Basic assistance based on the artificial intelligence chip can be found everywhere these days. For us Pakistanis, The biggest obstacle for the use of these systems in our daily lives is always the language barrier.
Most attendees are programmed to recognize voice in English, and even today there is a shortage of programs that can recognize and translate a word into Urdu. It may be about to change soon, thanks to a group of Pakistani scientists at International Telecommunication Union (ITU’) Center for Speech and Language Technologies (CSaLT) laboratory.
For all languages can be identified to a computer, there must be a corpus of words, and most basic components of the language. The corpus is a database of all the different basic voices that is used in common speech in a particular language.
Called ” CSaLT Rich Urdu Speech Corpus”, “It exist of a 70 minutes books including 708 phrases that cover 63 possible phonemes. In total it consists of 5656 the only word and is available for download at the research center’s website.
Dr. Ali Raza Agha, an assistant professor at Information Technology Lahore University, and a PhD in Language Information Technology, said.

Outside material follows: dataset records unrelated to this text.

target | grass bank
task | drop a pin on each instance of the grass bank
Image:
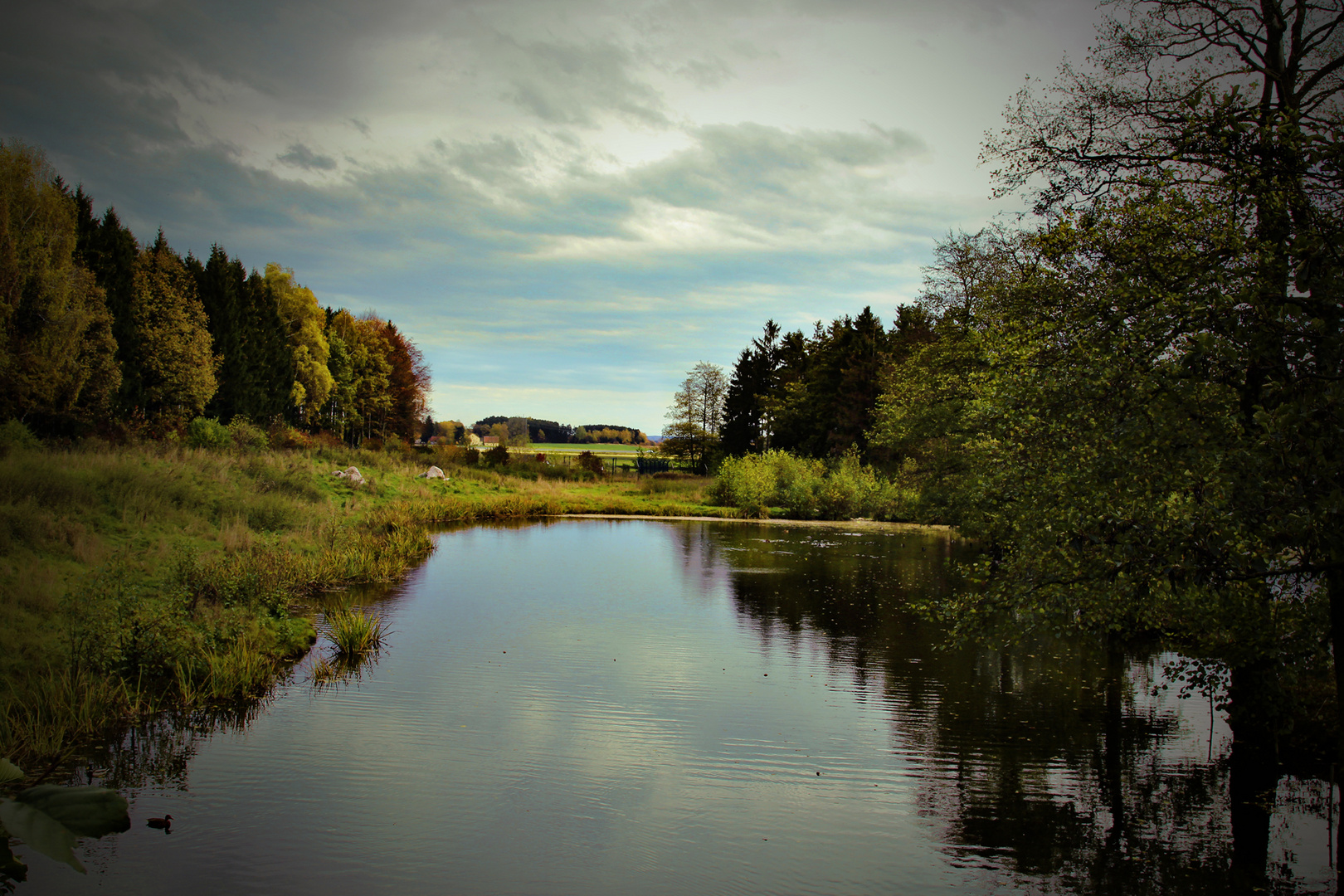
(156, 575)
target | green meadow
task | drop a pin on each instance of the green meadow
(152, 577)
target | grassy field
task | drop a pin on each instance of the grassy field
(155, 575)
(558, 448)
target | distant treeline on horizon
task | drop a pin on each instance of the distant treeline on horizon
(511, 429)
(101, 334)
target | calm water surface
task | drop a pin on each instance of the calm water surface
(617, 707)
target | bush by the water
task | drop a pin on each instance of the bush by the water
(14, 434)
(207, 433)
(806, 488)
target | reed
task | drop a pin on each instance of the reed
(355, 633)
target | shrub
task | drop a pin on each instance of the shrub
(283, 436)
(749, 484)
(804, 488)
(14, 434)
(246, 436)
(207, 433)
(590, 462)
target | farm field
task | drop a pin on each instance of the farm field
(572, 448)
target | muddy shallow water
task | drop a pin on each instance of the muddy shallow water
(617, 707)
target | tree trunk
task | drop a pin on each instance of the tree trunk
(1254, 772)
(1335, 592)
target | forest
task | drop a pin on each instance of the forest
(524, 430)
(102, 334)
(1132, 399)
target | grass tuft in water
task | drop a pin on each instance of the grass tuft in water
(353, 633)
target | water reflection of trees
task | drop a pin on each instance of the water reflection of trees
(1049, 762)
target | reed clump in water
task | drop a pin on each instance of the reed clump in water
(353, 633)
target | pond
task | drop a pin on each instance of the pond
(615, 707)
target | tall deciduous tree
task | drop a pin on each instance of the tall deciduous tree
(171, 344)
(696, 414)
(303, 321)
(407, 383)
(1198, 268)
(56, 351)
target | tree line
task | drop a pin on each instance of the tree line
(524, 430)
(102, 334)
(1133, 399)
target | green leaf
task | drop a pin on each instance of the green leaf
(11, 869)
(50, 817)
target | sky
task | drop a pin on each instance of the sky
(566, 204)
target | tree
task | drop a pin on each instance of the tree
(747, 405)
(303, 321)
(1161, 401)
(173, 345)
(359, 367)
(696, 414)
(110, 250)
(518, 431)
(256, 366)
(407, 382)
(56, 351)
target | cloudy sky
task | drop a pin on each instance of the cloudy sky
(565, 203)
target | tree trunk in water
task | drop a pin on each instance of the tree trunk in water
(1113, 747)
(1335, 592)
(1254, 772)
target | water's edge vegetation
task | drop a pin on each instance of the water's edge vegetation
(156, 575)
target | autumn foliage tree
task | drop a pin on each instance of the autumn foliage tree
(56, 351)
(171, 344)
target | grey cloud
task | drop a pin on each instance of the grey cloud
(706, 73)
(567, 84)
(735, 167)
(301, 156)
(485, 160)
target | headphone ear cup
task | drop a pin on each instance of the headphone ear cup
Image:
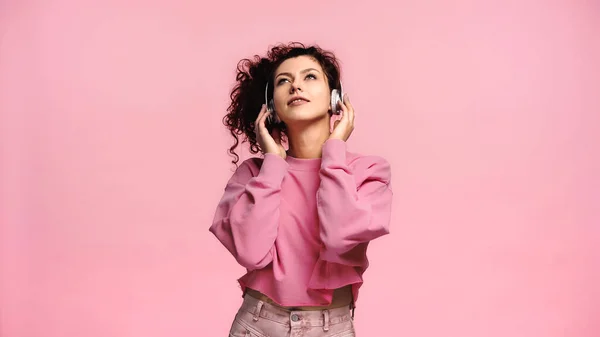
(335, 99)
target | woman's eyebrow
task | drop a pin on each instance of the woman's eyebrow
(302, 72)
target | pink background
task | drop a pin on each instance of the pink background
(114, 157)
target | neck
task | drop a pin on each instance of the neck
(306, 141)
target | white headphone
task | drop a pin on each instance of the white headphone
(336, 98)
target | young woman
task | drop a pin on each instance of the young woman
(300, 218)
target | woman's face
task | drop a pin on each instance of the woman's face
(301, 92)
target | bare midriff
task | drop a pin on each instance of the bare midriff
(341, 297)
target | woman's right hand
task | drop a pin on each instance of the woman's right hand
(268, 142)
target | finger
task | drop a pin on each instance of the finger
(345, 113)
(335, 124)
(263, 108)
(276, 134)
(349, 107)
(261, 124)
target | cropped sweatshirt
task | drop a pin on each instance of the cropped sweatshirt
(301, 227)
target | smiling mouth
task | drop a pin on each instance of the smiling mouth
(298, 101)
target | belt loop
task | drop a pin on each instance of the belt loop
(257, 310)
(325, 320)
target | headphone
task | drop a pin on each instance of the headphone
(336, 98)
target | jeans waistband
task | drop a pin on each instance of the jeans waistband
(325, 317)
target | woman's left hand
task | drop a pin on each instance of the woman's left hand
(343, 127)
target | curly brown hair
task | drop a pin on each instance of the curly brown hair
(247, 96)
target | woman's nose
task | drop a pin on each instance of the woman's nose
(295, 87)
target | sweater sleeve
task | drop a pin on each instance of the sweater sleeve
(246, 220)
(354, 204)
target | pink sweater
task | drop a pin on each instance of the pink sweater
(301, 226)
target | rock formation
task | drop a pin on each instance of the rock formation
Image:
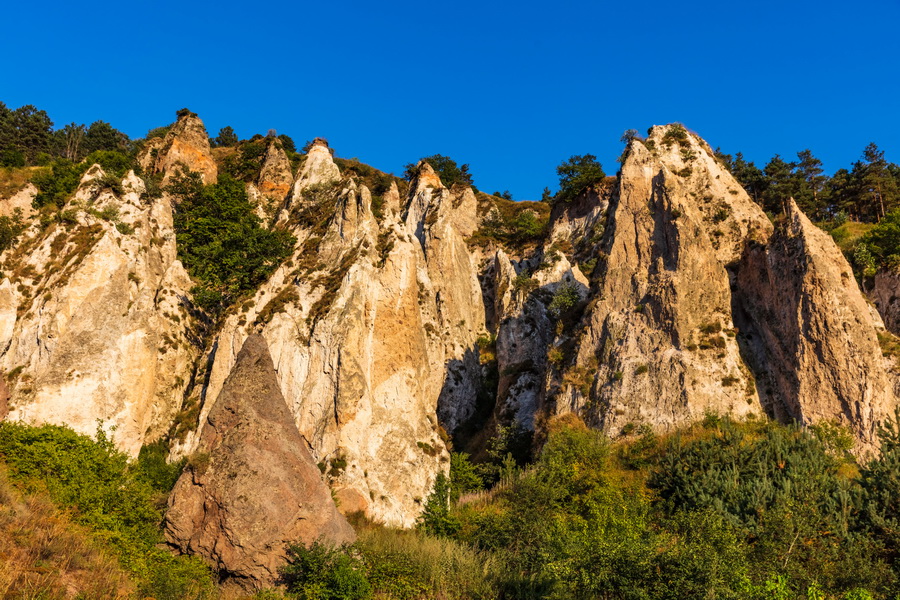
(185, 146)
(372, 326)
(94, 319)
(274, 181)
(252, 488)
(812, 331)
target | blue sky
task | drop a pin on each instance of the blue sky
(512, 88)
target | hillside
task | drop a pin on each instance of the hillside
(299, 326)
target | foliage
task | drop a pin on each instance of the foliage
(226, 138)
(221, 241)
(576, 175)
(322, 572)
(564, 299)
(409, 565)
(10, 229)
(58, 184)
(464, 476)
(111, 497)
(436, 518)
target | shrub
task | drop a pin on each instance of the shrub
(322, 572)
(436, 518)
(564, 299)
(576, 175)
(221, 241)
(118, 501)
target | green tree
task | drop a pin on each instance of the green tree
(577, 174)
(809, 172)
(436, 518)
(321, 572)
(221, 241)
(879, 185)
(226, 138)
(101, 136)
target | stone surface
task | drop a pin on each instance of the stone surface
(372, 327)
(185, 146)
(658, 332)
(94, 317)
(252, 488)
(813, 333)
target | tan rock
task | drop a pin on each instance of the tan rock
(185, 146)
(813, 333)
(93, 317)
(659, 331)
(253, 487)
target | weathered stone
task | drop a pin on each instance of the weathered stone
(252, 488)
(812, 332)
(185, 146)
(93, 317)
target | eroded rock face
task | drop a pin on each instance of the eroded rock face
(94, 319)
(185, 146)
(814, 335)
(253, 487)
(886, 296)
(367, 322)
(273, 183)
(658, 332)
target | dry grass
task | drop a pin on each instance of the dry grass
(43, 555)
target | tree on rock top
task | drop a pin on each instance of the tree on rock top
(576, 175)
(446, 168)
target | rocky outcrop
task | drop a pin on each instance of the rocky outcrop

“Speech recognition is a two-step process. The corpus will give the computer application access to all possible phonemes used in the formation of meaningful Urdu words from everyday speech,”
He further elaborates that although the existence of 63 different phonemes in Urdu, and these are not compatible with 63 clean sounds in everyday speech.
He also explained that a sound of the word can vary from one to another depending on the voice used before and after a word. Therefore, any Q audio, there will be 63*x*63 possible (tri-phoneme) sounds. Covers the body you drop possible these voices. The corpus he is using the shells covers for all these possible sounds.
Work on this corpus Dr.Raza began under the supervision of Dr. Sarmad Hussain in National University of Computer and Emerging Sciences FAST, Lahore. Thanks for this body, and the process of creating the application language Urdu speech recognition has become much easier.
“The technique used in development of this corpus will work for any language for which written material is available.”